Researchers manipulate beams of light
2 mins read
A team of researchers has developed a method to control and manipulate the polarisation of light using ultra thin layers of semiconductor material. According to physicists at the Vienna University of Technology and researchers at Würzburg University, the breakthrough could open the door to completely new computer technology.
Described as an optical version of an electronic transistor, the research focused on a phenomenon known as the Faraday effect – the polarisation of light that can change when it passes through a material in a strong magnetic field. Professor Andrei Pimenov, who carried out the experiments at the Institute for Solid State Physics of the TU Vienna, said that until now the effect had only been observed in materials in which it was very weak. By using light of the right wavelength and extremely clean semiconductors, the researchers achieved a Faraday effect which was in orders of magnitude stronger than ever measured before.
According to Pimenov, now light waves can be rotated in arbitrary directions – the direction of the polarisation can be tuned with an external magnetic field. An ultra thin layer of less than a thousandth of a millimetre is enough to achieve this. "Such thin layers made of other materials could only change the direction of polarisation by a fraction of one degree", said Prof Pimenov. If the beam of light is then sent through a polarisation filter, which only allows light of a particular direction of polarisation to pass, the scientists can, rotating the direction appropriately, decide whether the beam should pass or not.
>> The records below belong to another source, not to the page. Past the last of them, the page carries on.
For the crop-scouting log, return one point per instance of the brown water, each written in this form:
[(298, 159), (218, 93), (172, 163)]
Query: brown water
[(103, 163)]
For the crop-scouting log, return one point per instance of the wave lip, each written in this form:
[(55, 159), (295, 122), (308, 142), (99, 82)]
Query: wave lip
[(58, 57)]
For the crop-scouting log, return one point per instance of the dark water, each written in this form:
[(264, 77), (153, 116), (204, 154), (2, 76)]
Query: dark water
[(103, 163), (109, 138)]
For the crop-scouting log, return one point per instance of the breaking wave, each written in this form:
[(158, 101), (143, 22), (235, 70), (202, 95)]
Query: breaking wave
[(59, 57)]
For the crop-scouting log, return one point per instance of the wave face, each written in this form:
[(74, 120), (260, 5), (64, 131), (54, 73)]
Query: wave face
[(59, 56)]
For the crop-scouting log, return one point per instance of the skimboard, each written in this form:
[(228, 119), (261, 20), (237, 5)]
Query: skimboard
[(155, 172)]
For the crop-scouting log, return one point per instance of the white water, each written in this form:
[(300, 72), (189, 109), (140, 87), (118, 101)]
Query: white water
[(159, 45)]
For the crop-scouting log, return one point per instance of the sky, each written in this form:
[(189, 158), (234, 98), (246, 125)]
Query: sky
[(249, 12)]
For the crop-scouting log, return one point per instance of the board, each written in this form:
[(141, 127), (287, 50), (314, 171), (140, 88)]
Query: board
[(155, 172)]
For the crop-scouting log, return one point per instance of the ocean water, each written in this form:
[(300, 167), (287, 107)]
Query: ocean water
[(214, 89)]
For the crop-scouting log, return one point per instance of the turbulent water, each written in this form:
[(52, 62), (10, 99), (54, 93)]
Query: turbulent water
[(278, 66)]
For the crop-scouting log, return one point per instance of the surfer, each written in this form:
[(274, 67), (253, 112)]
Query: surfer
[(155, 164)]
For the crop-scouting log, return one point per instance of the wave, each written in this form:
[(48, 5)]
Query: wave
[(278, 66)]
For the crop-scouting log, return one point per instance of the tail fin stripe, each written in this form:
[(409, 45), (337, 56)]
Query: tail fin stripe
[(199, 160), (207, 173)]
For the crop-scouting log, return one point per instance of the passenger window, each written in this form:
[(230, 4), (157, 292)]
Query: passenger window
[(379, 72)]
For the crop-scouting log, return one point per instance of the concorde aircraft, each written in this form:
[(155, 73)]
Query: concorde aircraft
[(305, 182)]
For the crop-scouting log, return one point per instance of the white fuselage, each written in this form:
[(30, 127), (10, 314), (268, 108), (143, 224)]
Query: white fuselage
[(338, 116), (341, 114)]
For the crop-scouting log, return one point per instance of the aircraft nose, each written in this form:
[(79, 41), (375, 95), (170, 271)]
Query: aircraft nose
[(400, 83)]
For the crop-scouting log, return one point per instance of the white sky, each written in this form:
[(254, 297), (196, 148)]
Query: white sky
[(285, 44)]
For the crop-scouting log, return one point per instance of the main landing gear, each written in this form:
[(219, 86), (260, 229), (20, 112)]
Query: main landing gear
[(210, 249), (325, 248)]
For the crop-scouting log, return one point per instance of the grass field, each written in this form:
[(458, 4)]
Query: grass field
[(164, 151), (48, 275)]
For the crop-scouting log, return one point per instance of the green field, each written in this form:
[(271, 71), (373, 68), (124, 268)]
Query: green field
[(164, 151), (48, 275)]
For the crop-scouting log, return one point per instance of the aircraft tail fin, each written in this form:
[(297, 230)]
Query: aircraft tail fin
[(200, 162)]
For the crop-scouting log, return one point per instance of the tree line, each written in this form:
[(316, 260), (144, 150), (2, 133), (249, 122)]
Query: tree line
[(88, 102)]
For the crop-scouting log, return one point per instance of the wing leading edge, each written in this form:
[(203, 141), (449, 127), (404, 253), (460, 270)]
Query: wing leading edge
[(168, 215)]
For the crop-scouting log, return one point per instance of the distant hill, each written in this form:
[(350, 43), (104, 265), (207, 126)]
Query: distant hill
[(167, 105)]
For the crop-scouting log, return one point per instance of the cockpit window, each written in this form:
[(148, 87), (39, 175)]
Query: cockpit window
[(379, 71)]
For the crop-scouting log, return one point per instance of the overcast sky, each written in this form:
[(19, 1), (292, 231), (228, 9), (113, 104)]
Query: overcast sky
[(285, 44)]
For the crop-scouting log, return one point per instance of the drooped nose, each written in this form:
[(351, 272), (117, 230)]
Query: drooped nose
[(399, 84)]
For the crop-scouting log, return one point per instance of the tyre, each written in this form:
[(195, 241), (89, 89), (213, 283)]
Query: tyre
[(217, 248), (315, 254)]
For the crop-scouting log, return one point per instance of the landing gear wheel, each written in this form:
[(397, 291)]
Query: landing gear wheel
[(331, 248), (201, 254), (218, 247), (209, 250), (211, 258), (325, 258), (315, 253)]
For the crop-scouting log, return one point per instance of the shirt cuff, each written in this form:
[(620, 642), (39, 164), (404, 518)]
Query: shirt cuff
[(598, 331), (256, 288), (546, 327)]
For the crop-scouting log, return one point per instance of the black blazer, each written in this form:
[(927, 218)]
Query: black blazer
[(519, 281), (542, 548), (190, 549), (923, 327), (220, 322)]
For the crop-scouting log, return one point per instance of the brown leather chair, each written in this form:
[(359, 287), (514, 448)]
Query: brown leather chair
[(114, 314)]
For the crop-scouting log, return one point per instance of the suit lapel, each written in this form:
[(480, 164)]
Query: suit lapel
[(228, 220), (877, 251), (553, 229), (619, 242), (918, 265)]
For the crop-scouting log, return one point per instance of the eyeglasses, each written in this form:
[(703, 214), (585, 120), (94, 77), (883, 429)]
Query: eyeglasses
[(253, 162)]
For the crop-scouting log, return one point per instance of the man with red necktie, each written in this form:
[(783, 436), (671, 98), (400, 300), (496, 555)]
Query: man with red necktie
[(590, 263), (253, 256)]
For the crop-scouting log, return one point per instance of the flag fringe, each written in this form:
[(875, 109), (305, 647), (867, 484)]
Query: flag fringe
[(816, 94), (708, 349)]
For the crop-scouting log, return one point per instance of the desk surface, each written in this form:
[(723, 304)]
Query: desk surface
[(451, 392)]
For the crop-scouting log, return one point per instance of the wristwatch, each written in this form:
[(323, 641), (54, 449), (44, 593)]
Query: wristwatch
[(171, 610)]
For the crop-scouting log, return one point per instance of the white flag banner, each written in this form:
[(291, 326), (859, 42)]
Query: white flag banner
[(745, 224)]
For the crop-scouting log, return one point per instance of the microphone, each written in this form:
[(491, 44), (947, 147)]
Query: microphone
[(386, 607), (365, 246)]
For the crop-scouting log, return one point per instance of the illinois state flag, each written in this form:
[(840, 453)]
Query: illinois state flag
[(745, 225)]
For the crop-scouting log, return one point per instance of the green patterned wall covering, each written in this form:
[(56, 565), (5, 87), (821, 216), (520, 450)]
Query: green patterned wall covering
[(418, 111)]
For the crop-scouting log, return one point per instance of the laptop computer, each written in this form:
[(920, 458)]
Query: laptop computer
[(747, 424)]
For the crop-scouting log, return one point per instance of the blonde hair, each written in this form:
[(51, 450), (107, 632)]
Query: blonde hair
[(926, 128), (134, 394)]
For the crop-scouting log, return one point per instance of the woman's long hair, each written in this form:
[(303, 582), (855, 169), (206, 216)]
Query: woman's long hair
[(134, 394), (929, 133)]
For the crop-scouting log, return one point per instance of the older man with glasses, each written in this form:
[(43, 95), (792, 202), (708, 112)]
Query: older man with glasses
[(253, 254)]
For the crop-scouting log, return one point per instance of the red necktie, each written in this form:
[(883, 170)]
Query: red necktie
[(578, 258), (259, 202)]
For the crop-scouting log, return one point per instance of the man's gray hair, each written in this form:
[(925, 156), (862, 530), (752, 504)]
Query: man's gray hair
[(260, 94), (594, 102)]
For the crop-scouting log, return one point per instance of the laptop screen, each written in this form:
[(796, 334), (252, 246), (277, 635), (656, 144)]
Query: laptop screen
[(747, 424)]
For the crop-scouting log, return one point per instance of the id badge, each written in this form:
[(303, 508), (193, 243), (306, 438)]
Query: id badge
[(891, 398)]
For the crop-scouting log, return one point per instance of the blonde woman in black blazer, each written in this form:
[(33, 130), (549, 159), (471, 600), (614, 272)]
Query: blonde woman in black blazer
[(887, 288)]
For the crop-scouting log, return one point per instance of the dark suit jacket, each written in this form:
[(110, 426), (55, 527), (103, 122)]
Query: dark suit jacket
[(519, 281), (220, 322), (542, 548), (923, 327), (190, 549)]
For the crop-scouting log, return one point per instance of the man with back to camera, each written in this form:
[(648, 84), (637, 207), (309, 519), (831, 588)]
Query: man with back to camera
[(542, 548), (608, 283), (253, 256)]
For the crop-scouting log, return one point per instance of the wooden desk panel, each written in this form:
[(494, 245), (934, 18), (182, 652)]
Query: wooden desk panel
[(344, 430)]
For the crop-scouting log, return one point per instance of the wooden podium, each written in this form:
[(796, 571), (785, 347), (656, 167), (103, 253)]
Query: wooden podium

The key to this effect lies in the behaviour of the electrons in the semiconductor. The beam of light oscillates the electrons, and the magnetic field deflects their vibrating motion. This complicated motion of the electrons in turn affects the beam of light and changes its direction of polarisation.
In the experiment, a layer of the semiconductor mercury telluride was irradiated with light in the infrared spectral range. "The light has a frequency in the terahertz domain – those are the frequencies, future generations of computers may operate with," Prof Pimenov said. "For years, the clock rates of computers have not really increased, because a domain has been reached, in which material properties just don't play along anymore."
Pimenov believes a possible solution is to complement electronic circuits with optical elements. In a transistor, the basic element of electronics, an electric current is controlled by an external signal. In the experiment at TU Vienna, a beam of light is controlled by an external magnetic field. The two systems are very much alike. Before optical circuits for computers can be considered, the newly discovered effect will prove useful as a tool for further research. In optics labs, it will play an important role in research on new materials and the physics of light.